Nevertheless, it had a great success. The first edition, printed at Paris in 20 volumes (4to), 1691, was followed by many others, among which may be mentioned that of Brussels, in 32 vols (8vo), 1692, and that of Nîmes, in 25 vols (8vo), 1778 to 1780. The work of Fleury only comes down to the year 1414. It was continued by Jean Claude Fabre and Goujet down to 1595, in 16 vols. (4to). In consulting the work of Fleury and its supplement, the general table of contents, published by Rondet, Paris, 1758, 1 vol. (4to) will be found very useful. Translations have been made of the entire work into Latin, German and Italian. The Latin translation, published at Augsburg, 1758–1759, 85 vols. (8vo), carries the work down to 1684.

Fleury was appointed confessor to the young King Louis XV in 1716, because, as the duke of Orleans said, he was neither Jansenist nor Molinist, nor Ultramontanist, but Catholic. His great learning was equaled by the modest simplicity of his life and the uprightness of his conduct.

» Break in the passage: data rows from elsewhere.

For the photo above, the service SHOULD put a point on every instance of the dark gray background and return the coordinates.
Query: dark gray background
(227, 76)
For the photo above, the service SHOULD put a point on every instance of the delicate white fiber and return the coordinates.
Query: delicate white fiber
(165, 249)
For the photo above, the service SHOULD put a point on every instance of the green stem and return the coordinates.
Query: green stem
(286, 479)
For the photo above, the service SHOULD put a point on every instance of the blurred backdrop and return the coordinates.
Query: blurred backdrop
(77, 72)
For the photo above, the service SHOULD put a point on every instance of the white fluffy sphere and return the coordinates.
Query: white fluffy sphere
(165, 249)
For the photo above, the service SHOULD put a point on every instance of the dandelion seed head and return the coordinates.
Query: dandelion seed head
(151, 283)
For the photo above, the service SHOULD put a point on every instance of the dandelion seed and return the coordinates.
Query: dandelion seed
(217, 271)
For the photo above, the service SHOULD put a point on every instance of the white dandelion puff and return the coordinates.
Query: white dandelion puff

Fleury left many works besides his Histoire ecclésiastique. The following deserve special mention:
- Histoire du droit français (1674, 12mo)
- Mœurs des Israelites (1681, 12mo)
- Mœurs des Chrétiens (1682, 12mo)
- Catechisme Historique, contenant en abregé l'histoire sainte et la doctrine Cretienne (1683, 2vo)
- Traité du choix et de la méthode des études (1686, 2 vols 12mo)
- Les Devoirs des maîtres et des domestiques (1688, 12mo)
A number of the smaller works were published in one volume at Paris in 1807. The Roman Congregation of the Index condemned his Catéchisme historique (1679) and the Institution du droit ecclésiastique (1687).

See C Ernst Simonetti, Der Character eines Geschichtsschreibers in dem Leben und aus den Schriften des Abbé C. Fleury (Göttingen 1746, 4to); CFP Jaeger, Notice sur C. Fleury, considéré comme historien de l'eglise (Strassburg, 1847, 8vo); Reichlin-Meldegg, Geschichte des Christentums, I.